Federico Delfino (M’03) was born in Savona, Italy, on February 28, 1972. In 1997, he received the M.S. degree (with honors) in electrical engineering and the Ph.D. degree, both from the University of Genoa, Genoa, Italy, in 1997 and 2001, respectively. He is currently an Associate Professor with the Department of Naval and Electrical Engineering, University of Genoa. He is the author or co-author of more than 90 scientific papers published in reviewed journals or presented at international conferences. His current research interests include mainly power system transients, integration of renewables into the power delivery systems, and smart power grids. Dr. Delfino is a member of the European Commission Task Force on Smart Grids—Expert Group 3: Roles and Responsibilities of Actors involved in the Smart Grids Deployment and a member of the Italian Expert Committee on Energy Efficiency, at the Economic Development Ministry.

Fabio Pampararo was born in Genova, Italy, on February 14, 1984. In 2008, he received the M.S. degree with honors in electrical engineering from the University of Genoa, Genova, where he is currently pursuing the Ph.D. degree with the Department of Naval and Electrical Engineering. He works on power quality improvement in distribution networks, electric machine modeling, power systems control, and integration of renewables into the power delivery system. He is the author or coauthor of more than ten scientific papers published in reviewed journals or presented at international conferences.

Renato Procopio (M’03) was born in Savona, Italy, on March 6, 1974. He received the Bachelors cum laude degree in electrical engineering in 1999 and the Ph.D. degree in 2004, both from the University of Genoa, Genova, Italy. He is currently a Researcher with the Department of Naval and Electrical Engineering, University of Genoa. He works on power systems control and optimization, power quality improvement in distribution networks, and power system transients. He is the author or co-author of more than 80 scientific papers published in reviewed journals or presented at international conferences.

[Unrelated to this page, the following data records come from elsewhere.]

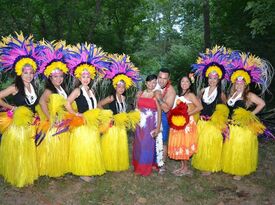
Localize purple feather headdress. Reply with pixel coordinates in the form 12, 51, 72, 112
36, 40, 68, 77
0, 33, 39, 75
192, 45, 233, 79
105, 54, 140, 89
65, 43, 109, 79
227, 51, 274, 94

Mansueto Rossi was born in Savona, Italy, on April 10, 1974. In 2000, he graduated cum laude in electrical engineering from the University of Genoa, Genova, Italy, where he received the Ph.D. degree in 2004. He is currently a Researcher with the Department of Naval and Electrical Engineering, University of Genoa. He is the author or co-author of more than 80 scientific papers published in reviewed journals or presented at international conferences. His current research interests include power system transients, smart power grids, and power system control and optimization.